我们将之前的正则表达式修改一下，将第一组的结束字符改为g，这样第一组正则与第二组正则所匹配的字符串之间会夹杂着一个8没被匹配，整个正则表达式变得不连续
m2 = re.search(r'(2.*g)(h.*s)','5s2fg8h4aas3g')
print(m.group(0),m.group(1),m.group(2))
>>>  AttributeError: 'NoneType' object has no attribute 'group'
"""
#groups()方法将各个组匹配到的字符串放入一个元组中
print(m1.groups())  >>>  ('2fg8', 'h4aas')
#groupdict()方法将各个组所匹配到的内容放入字典中，但对正则表达式的格式有要求，需以(?P<name>正则表达式)方式进行匹配
m2 = re.search(r'(?P<group1>2.*8)(?P<group2>h.*s)','5s2fg8h4aas3g')
print(m2.groupdict())  >>>  {'group1': '2fg8', 'group2': 'h4aas'}
#可以以字典的形式获取各个组所匹配的内容
print(m2.groupdict()['group1'])  >>>  2fg8
print(m2.groupdict()['group2'])  >>>  h4aas
#lastindex返回最后匹配的组索引
print(m2.lastindex)  >>>  2
#lastgroup返回最后匹配的组名
print(m2.lastgroup)  >>>  group2
#re返回当前使用的正则表达式的对象
print(m2.re)  >>>  re.compile('(?P<group1>2.*8)(?P<group2>h.*s)')
#regs返回由各个组的span()所构成的元组
print(m2.regs)  >>>  ((2, 11), (2, 6), (6, 11))

修饰符

修饰符在正则表达式中作为可选项，用来控制匹配的模式，例如：忽略大小写，使正则表达式中的“.”符号包含换行等等，可以理解为修饰符是对正则表达式的补充

修饰符	作用
re.I	使匹配对大小写不敏感
re.S	使 . 匹配包括换行在内的所有字符（即使有换行，字符串还是作为一个整体来匹配正则一次）
re.M	多行匹配，影响 ^ 和 $（如果有换行，字符串的每行都要与正则表达式进行一次匹配）

正则表达式模式

对于正则表达式模式，我们可以进入re模块中进行详细的了解。在re模块中，官方是这样描述的：

r"""Support for regular expressions (RE).

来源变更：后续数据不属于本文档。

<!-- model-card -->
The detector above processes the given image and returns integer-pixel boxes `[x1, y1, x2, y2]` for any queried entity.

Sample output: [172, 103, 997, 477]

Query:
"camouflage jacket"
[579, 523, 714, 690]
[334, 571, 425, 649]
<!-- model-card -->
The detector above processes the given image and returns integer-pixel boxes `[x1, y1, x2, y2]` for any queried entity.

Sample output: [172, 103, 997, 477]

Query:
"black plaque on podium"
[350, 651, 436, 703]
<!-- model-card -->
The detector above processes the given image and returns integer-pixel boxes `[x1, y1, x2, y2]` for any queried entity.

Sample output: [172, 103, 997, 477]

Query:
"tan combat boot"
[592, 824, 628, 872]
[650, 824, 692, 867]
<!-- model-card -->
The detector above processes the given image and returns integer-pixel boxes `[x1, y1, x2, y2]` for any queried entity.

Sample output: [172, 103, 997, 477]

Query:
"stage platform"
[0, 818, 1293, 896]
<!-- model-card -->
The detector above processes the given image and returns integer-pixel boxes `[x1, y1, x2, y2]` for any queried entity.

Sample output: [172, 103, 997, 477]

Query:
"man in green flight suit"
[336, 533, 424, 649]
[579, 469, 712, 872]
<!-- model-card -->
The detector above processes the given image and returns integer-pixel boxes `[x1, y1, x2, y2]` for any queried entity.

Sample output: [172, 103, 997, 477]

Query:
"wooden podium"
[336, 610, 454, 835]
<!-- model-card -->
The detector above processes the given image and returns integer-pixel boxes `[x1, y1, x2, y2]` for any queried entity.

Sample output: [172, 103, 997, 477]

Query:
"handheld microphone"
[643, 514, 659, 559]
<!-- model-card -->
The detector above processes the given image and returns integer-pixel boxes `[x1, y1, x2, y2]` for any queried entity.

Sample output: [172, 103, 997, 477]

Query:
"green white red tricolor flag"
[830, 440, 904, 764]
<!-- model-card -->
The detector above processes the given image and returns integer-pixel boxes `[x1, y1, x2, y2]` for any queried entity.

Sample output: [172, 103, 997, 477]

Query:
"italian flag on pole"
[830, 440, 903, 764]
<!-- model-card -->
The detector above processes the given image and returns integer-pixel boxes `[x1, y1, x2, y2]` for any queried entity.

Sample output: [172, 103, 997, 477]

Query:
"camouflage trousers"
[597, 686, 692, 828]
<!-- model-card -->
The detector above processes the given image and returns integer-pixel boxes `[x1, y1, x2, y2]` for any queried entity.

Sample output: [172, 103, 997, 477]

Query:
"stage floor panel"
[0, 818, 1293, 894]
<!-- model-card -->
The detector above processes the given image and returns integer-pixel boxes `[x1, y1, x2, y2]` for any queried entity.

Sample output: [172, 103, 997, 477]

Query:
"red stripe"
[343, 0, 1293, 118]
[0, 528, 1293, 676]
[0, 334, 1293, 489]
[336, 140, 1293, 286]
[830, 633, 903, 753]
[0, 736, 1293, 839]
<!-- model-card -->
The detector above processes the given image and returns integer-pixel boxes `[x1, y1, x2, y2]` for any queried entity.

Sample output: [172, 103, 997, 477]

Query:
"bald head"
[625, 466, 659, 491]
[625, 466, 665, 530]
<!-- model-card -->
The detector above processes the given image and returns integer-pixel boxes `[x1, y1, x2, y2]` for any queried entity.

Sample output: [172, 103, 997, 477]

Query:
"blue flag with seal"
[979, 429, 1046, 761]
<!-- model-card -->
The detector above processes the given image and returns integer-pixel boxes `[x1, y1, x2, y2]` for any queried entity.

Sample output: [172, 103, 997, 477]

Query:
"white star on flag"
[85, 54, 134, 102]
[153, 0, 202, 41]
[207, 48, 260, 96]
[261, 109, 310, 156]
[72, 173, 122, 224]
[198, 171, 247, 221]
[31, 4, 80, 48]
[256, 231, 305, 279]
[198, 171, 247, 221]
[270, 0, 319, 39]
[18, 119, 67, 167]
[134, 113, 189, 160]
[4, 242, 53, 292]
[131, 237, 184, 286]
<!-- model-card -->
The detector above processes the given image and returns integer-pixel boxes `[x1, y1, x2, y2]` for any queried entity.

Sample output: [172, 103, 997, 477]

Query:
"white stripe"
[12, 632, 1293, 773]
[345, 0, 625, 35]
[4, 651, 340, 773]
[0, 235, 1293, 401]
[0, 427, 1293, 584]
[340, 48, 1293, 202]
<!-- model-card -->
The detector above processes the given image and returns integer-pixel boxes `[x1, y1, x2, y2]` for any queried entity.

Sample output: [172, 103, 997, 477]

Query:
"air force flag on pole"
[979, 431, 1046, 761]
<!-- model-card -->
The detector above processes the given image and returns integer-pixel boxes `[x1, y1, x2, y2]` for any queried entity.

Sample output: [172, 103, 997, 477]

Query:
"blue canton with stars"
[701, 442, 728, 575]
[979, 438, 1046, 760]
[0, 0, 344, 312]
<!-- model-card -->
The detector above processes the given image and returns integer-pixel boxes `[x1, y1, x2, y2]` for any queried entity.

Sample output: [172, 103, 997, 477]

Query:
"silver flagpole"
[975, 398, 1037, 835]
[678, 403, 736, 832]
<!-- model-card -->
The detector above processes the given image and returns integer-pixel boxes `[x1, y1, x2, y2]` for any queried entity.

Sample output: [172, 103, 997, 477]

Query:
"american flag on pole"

This module provides regular expression matching operations similar to
those found in Perl.  It supports both 8-bit and Unicode strings; both
the pattern and the strings being processed can contain null bytes and
characters outside the US ASCII range.

这个模块提供类似于在Perl中找到的正则表达式匹配操作。它既支持8位又支持Unicode字符串；
正在处理的模式（正则表达式模式）和字符串都可以包含空字节和超出US ASCII范围的字符。
说明：re模块使用的匹配规则可以是正则表达式，也可以是字符串
     m = re.search(r'\d{2}.*','he52qwq')
     m = re.search(r'52qwq','he52qwq')
     print(m.group())   >>>   52qwq

Regular expressions can contain both special and ordinary characters.
Most ordinary characters, like "A", "a", or "0", are the simplest
regular expressions; they simply match themselves.  You can
concatenate ordinary characters, so last matches the string 'last'.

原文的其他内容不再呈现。